The first nude print ad was published in 1936 for Woodbury Soap. It featured an undressed woman lazily lying at the beach, her arm positioned at just the right angle to shield her breasts from view. It followed the old advertising adage that sex sells.
But that no longer holds true, according to a new study released by the Psychological Bulletin. Brad Bushman, a communications professor at Ohio State University and a co-author of the study, says it’s not that sex and violence don’t grab our attention—of course they do. In fact, paying attention to such things are evolutionary responses that are necessary for survival (being attuned to safety threats prepares people to protect themselves; finding opportunities for mating keep the species going).
But just because they grab our eye doesn’t mean the ad translates into sales.
“[A]dvertisers think sex and violence sell, so they buy advertising time during sexual and violent programs, and in turn producers continue to create sexual and violent programs that attract advertising revenue,” the authors write.

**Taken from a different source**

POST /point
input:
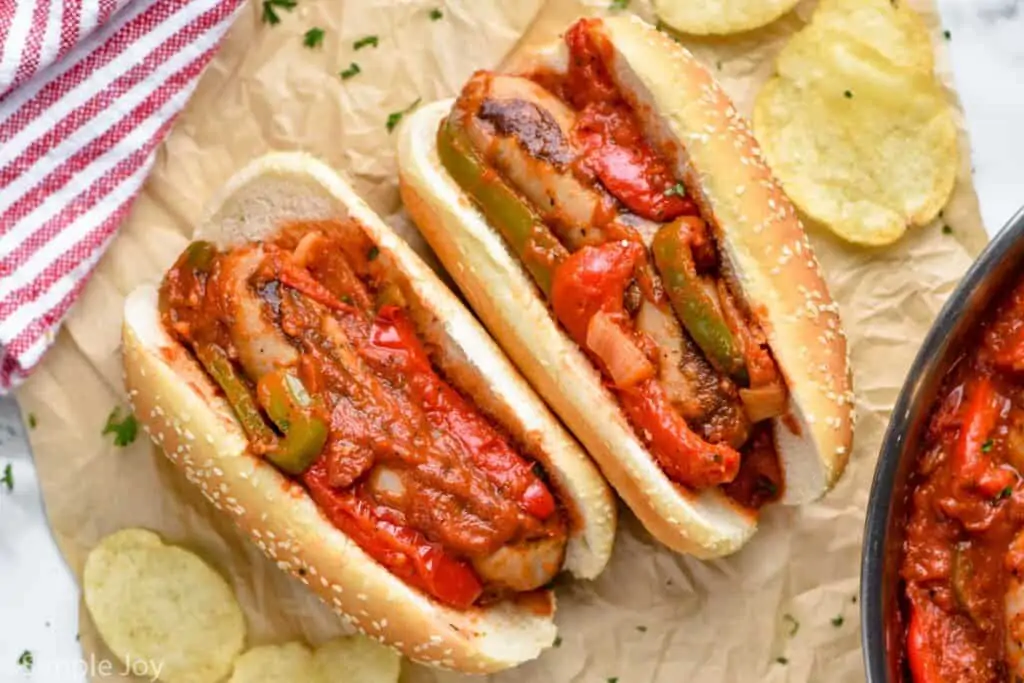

But when a person is being shown a product—say, laundry detergent—with a sexy backdrop, it’s not the detergent that’s capturing the attention so much as the action onscreen. Sex is distracting, Bushman says. “We have a limited capacity to pay attention to cues.”
Bushman and his co-author, Robert Lull, found 1,869 articles in two databases that had historically studied consumer response to sex and violence. Researchers weeded out studies that didn’t directly address consumer response, didn’t have a control group, and didn’t look explicitly at the effects of sex and/or violence on the consumer.
“In the best case scenario, sex and violence doesn’t work,” Bushman told TIME. “For advertisers, it can actually backfire, and people will be less likely to remember your [product]. They might report being less likely to buy your product if the content of your program is violent or sexual.”
No surprise, some demographics respond differently to sexy or violent ads. Women tend to remember products from provocative ads; men tend to be distracted by sex or violence and not remember the product. Older participants were turned off by violence and sex; younger consumers were more likely to respond to it.
Still, taken together, the researchers conclude this: “Brands advertised in violent contexts will be remembered less often, evaluated less favorably, and less likely to be purchased than brands advertised in nonviolent media.”